The connection between the two object is unidirectional,
transmitting information from the first argument, ``pre``,
to the second argument, ``post``.
Almost any Nengo object can act as the pre or post side of a connection.
Additionally, you can use Python slice syntax to access only some of the
dimensions of the pre or post object.
For example, if ``node`` has ``size_out=2`` and ``ensemble`` has
``size_in=1``, we could not create the following connection::
nengo.Connection(node, ensemble)
But, we could create either of these two connections::
nengo.Connection(node[0], ensemble)
nengo.Connection(node[1], ensemble)
Parameters
----------
pre : Ensemble or Neurons or Node
The source Nengo object for the connection.
post : Ensemble or Neurons or Node or Probe
The destination object for the connection.
synapse : Synapse, optional \
(Default: ``nengo.synapses.Lowpass(tau=0.005)``)
Synapse model to use for filtering (see `~nengo.synapses.Synapse`).
function : callable, optional (Default: None)
Function to compute across the connection. Note that ``pre`` must be
an ensemble to apply a function across the connection.
transform : (post.size_in, pre.size_out) array_like, optional \
(Default: ``np.array(1.0)``)
Linear transform mapping the pre output to the post input.
This transform is in terms of the sliced size; if either pre
or post is a slice, the transform must be shaped according to
the sliced dimensionality. Additionally, the function is applied
before the transform, so if a function is computed across the
connection, the transform must be of shape
``(len(function(np.zeros(post.size_in))), pre.size_out)``.
solver : Solver, optional (Default: ``nengo.solvers.LstsqL2()``)
Solver instance to compute decoders or weights
(see `~nengo.solvers.Solver`).
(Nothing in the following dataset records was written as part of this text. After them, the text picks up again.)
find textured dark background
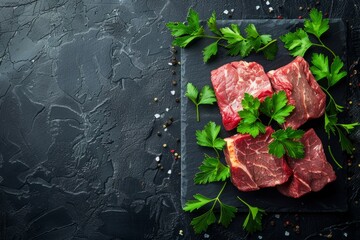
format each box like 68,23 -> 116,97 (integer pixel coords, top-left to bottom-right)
0,0 -> 360,240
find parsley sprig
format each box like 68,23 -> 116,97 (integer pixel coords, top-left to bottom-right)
237,91 -> 304,158
280,9 -> 360,155
194,121 -> 230,184
166,9 -> 278,62
184,182 -> 237,233
237,197 -> 265,233
185,83 -> 216,122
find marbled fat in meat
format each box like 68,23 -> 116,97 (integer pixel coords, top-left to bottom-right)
267,57 -> 326,129
224,127 -> 292,191
211,61 -> 273,131
277,129 -> 336,198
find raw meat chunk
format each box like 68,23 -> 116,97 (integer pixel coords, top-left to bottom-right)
277,129 -> 336,198
211,61 -> 273,131
224,127 -> 292,191
267,57 -> 326,129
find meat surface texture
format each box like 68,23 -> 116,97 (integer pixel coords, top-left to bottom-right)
267,57 -> 326,129
224,127 -> 292,191
211,61 -> 273,131
277,129 -> 336,198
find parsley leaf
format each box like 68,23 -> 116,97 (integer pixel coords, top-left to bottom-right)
328,56 -> 347,87
310,53 -> 347,87
325,112 -> 360,154
238,197 -> 265,233
304,8 -> 329,38
166,9 -> 278,62
260,91 -> 295,125
269,127 -> 305,158
185,83 -> 216,122
166,8 -> 204,48
184,182 -> 237,233
280,28 -> 313,57
194,155 -> 230,184
310,53 -> 329,81
195,121 -> 226,150
218,202 -> 237,227
184,193 -> 214,212
237,93 -> 266,138
207,12 -> 221,36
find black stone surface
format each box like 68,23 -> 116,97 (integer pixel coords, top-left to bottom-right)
181,19 -> 347,212
0,0 -> 360,240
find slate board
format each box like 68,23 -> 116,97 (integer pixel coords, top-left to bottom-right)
181,19 -> 347,212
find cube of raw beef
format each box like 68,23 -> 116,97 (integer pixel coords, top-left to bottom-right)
211,61 -> 273,131
224,127 -> 292,191
277,129 -> 336,198
267,57 -> 326,129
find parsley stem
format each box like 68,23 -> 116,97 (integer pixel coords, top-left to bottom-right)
195,104 -> 200,122
312,41 -> 336,57
256,39 -> 277,52
210,182 -> 227,211
328,145 -> 343,169
320,86 -> 343,112
237,196 -> 251,208
214,148 -> 220,159
199,35 -> 224,41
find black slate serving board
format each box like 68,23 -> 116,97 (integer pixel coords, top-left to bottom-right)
181,19 -> 347,212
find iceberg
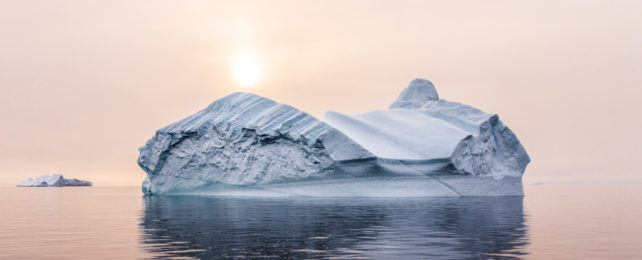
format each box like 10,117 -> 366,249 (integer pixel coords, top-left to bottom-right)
18,173 -> 92,187
138,79 -> 530,197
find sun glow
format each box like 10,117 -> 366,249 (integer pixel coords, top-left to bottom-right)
234,53 -> 261,87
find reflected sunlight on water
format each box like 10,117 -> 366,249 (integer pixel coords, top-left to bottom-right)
0,183 -> 642,259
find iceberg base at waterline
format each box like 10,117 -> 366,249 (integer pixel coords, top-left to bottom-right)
138,79 -> 530,197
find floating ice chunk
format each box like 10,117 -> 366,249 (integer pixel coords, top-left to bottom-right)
18,173 -> 92,187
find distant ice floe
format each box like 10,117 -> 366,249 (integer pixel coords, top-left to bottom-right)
18,173 -> 92,187
138,79 -> 530,197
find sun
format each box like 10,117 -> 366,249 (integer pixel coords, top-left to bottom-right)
234,53 -> 261,87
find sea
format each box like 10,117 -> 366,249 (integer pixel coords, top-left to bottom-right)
0,182 -> 642,259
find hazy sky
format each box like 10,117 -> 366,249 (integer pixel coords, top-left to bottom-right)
0,0 -> 642,185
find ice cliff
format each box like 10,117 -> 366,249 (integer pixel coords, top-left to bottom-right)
138,79 -> 530,196
18,173 -> 92,187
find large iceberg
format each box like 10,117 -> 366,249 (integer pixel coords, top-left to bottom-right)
18,173 -> 92,187
138,79 -> 530,196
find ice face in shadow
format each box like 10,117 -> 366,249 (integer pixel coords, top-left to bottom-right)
138,79 -> 530,196
140,196 -> 529,259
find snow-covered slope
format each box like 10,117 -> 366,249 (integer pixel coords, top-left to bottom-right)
138,79 -> 530,196
18,173 -> 92,187
322,79 -> 530,179
138,93 -> 373,193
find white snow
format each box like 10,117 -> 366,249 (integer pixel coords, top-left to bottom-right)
18,173 -> 92,187
138,79 -> 530,196
322,109 -> 469,160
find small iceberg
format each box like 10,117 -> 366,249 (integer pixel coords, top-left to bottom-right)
18,173 -> 92,187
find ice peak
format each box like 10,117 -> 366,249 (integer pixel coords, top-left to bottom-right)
390,78 -> 439,109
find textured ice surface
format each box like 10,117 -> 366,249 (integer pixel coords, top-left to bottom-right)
138,79 -> 530,196
18,173 -> 92,187
138,93 -> 373,193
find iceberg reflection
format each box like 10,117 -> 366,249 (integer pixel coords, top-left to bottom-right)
140,196 -> 528,259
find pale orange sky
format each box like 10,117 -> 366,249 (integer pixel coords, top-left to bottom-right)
0,0 -> 642,186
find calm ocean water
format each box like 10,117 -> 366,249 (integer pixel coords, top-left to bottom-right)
0,183 -> 642,259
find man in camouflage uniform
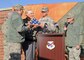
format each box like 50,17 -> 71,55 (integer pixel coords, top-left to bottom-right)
2,5 -> 28,60
64,14 -> 81,60
39,7 -> 55,32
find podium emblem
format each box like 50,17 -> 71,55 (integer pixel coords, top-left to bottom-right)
46,41 -> 55,50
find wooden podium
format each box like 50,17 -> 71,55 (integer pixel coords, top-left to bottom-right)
37,33 -> 65,60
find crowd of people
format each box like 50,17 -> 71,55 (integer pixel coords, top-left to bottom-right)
2,4 -> 81,60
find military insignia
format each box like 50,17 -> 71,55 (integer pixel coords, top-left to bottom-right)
46,41 -> 55,50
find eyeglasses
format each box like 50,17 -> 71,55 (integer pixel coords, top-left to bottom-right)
41,11 -> 46,13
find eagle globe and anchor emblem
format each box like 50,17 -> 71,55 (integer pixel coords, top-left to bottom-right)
46,41 -> 55,50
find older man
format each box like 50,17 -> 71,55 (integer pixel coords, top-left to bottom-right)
64,14 -> 81,60
2,5 -> 28,60
22,10 -> 40,60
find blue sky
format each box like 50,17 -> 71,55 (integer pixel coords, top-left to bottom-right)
0,0 -> 84,8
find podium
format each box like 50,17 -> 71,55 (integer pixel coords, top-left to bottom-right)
37,33 -> 65,60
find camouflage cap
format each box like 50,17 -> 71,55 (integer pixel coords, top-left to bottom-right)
67,13 -> 74,18
14,4 -> 24,10
41,7 -> 49,12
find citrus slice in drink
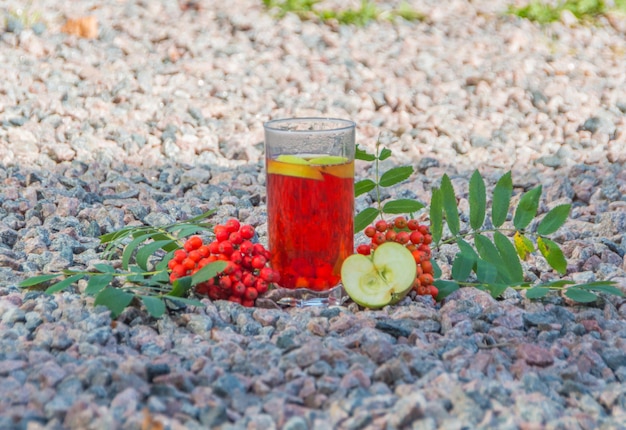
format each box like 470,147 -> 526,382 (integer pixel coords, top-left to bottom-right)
267,155 -> 324,181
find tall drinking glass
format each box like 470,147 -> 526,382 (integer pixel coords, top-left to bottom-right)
264,118 -> 355,300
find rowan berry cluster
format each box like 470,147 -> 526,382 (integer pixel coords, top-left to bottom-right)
356,216 -> 439,297
168,218 -> 280,307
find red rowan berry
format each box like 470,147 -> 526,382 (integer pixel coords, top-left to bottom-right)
356,244 -> 372,255
239,224 -> 254,239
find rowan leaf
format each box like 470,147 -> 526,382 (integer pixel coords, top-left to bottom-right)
378,166 -> 413,187
513,231 -> 535,260
139,295 -> 165,318
469,170 -> 487,230
383,199 -> 424,214
491,172 -> 513,228
565,287 -> 598,303
430,188 -> 443,244
354,179 -> 376,197
493,231 -> 524,283
513,185 -> 541,230
537,237 -> 567,275
537,204 -> 572,236
93,287 -> 135,318
20,273 -> 63,288
354,208 -> 379,233
46,275 -> 85,294
440,174 -> 461,236
85,274 -> 113,296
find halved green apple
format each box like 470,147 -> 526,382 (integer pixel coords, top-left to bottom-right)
341,242 -> 417,309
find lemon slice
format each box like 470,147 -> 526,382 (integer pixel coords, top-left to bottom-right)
309,155 -> 348,166
276,154 -> 310,164
267,155 -> 324,181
If ``solver.weights`` is True, a full
connection weight matrix is computed instead of decoders.
learning_rule_type : LearningRuleType or iterable of LearningRuleType, \
optional (Default: None)
Modifies the decoders or connection weights during simulation.
eval_points : (n_eval_points, pre.size_out) array_like or int, optional \
(Default: None)
Points at which to evaluate ``function`` when computing decoders,
spanning the interval (-pre.radius, pre.radius) in each dimension.
If None, will use the eval_points associated with ``pre``.
scale_eval_points : bool, optional (Default: True)
Indicates whether the evaluation points should be scaled
by the radius of the pre Ensemble.
label : str, optional (Default: None)
A descriptive label for the connection.
seed : int, optional (Default: None)
The seed used for random number generation.
Attributes
----------
is_decoded : bool
True if and only if the connection is decoded. This will not occur
when ``solver.weights`` is True or both pre and post are
`~nengo.ensemble.Neurons`.
function : callable
The given function.
function_size : int
The output dimensionality of the given function. If no function is
specified, function_size will be 0.
label : str
A human-readable connection label for debugging and visualization.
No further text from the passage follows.